We have ‘worst of both worlds’ housing, which has evolved through market forces. The “buy-to-let boom’ housing, which swelled the private rented sector from the late 1990s, is subject to economic cycles. The current situation places some of the neediest people in society in the hands of amateur landlords, to the detriment of both, and means that millions of families with children are living in housing whose physical condition is often poor and face the sword of Damocles of frequently being required to move.

The Law Society has welcomed the ban of no-fault evictions and an end to rental bidding wars.

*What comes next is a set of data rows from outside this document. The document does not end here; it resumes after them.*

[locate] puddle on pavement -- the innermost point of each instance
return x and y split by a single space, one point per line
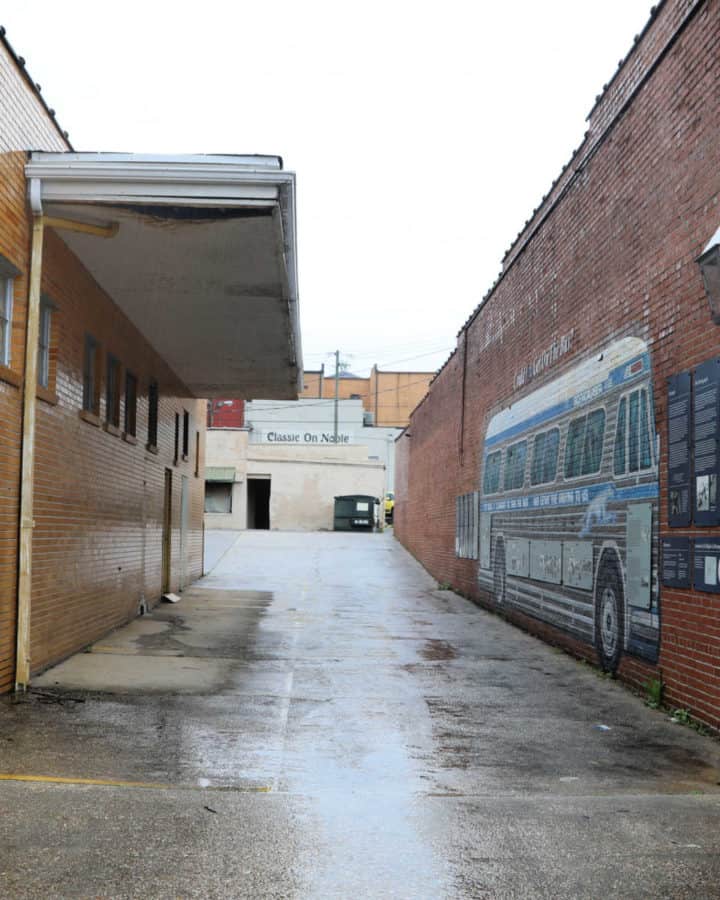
438 650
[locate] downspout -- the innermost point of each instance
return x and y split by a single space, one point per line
27 495
377 407
22 662
462 401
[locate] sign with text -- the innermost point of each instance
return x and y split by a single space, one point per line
679 449
706 406
706 565
676 562
288 436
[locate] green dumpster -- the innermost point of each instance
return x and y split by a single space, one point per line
355 512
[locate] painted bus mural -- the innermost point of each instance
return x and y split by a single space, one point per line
568 521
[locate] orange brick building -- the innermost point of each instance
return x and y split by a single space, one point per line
563 468
389 397
131 280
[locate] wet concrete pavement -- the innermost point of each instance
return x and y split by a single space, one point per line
315 719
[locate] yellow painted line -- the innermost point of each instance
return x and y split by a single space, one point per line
109 782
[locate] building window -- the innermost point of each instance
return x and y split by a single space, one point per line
218 497
90 383
152 413
130 404
6 298
466 526
186 434
44 344
112 392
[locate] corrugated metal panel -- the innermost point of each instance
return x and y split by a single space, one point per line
219 473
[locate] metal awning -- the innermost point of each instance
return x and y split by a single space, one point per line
203 260
219 473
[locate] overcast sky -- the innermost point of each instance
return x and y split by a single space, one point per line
422 134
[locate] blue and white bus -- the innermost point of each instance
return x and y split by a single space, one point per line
569 504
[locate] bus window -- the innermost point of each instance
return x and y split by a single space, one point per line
545 452
573 447
594 434
491 480
633 432
645 446
515 466
620 438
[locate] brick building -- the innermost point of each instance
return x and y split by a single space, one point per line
563 467
140 285
388 397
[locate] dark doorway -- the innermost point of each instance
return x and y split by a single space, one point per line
259 503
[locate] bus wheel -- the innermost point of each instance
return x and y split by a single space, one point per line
609 616
499 573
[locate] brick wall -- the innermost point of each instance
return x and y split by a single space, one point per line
24 123
99 499
610 253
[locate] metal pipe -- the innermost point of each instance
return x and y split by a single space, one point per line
337 389
22 662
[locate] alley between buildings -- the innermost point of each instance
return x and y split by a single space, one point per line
316 718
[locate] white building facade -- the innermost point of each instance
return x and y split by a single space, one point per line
285 467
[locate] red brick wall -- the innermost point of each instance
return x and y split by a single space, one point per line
614 255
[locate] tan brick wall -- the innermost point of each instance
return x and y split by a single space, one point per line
97 546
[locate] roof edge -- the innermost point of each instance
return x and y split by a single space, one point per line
34 86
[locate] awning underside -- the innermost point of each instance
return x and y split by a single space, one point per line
206 287
203 259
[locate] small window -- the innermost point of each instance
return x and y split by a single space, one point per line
466 526
491 479
633 444
130 404
620 437
592 448
584 446
545 453
112 391
90 383
573 447
515 466
6 304
44 344
186 434
645 444
218 497
153 394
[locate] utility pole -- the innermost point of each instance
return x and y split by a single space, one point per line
337 388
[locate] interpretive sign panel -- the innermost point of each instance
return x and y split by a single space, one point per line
679 456
706 565
676 562
706 407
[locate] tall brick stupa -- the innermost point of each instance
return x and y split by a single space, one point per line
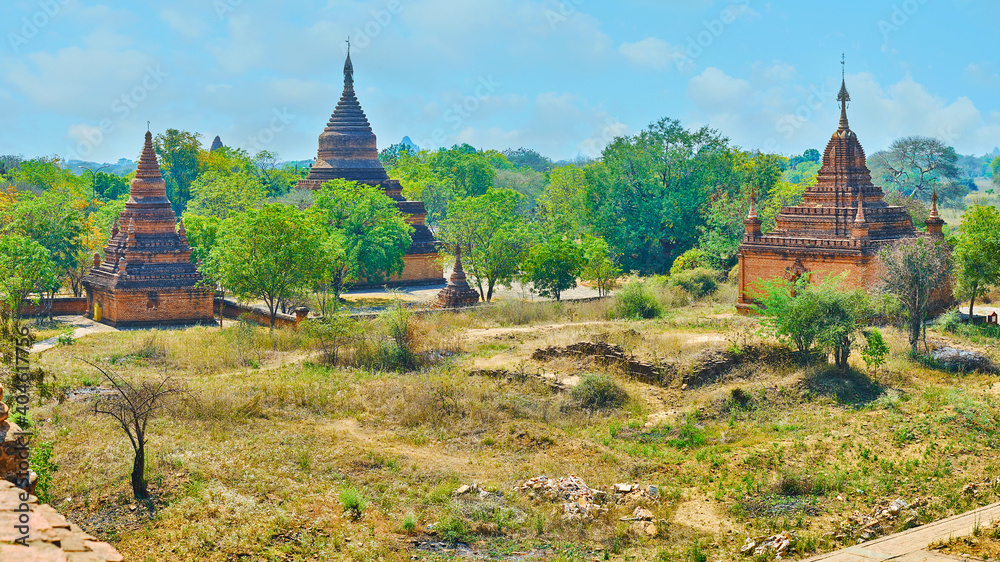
841 224
347 150
146 277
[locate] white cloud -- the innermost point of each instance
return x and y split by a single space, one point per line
652 52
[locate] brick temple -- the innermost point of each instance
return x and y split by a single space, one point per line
146 277
347 150
841 224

But it says: “The government must outline how it intends to equip courts with adequate resources to handle rising demand, while dealing with existing backlogs.”

It has also called for expanded grounds for landlords to repossess properties using Section 8 eviction notices, for penalties against rogue landlords to be strengthened and more funding for recruitment and training of council enforcement teams.

The National Residential Landlords Association, the UK's largest landlord association, supports the application of the Decent Homes Standard to the PRS, the extension of Awaab’s Law and measures to tackle discrimination.
But it has warned of the “potentially devastating” consequences of the Renters' Rights Bill on the supply of homes to let and rent levels.

Oatt notes that in the 1960s and ’70s, when Labour passed legislation to protect tenants’ rights, private landlords claimed, erroneously, that increasing security of tenure and controlling rents will lead to a meltdown of the PRS. He doubts that the sector’s size, 19% of UK housing stock, will, in reality, decrease but he concedes that the new law could lead to a churn in ownership, so small landlords are replaced by larger ones.

He observes that there are ‘tame’ and ‘wicked ’problems’. The tame ones (like fixing a broken car engine) have clear -parameter and known solutions, wicked problems (solving climate change) are complex and multifaceted, with no clear solution, involving multiple stakeholders with conflicting interests. Housing problems, he says, are wicked ones.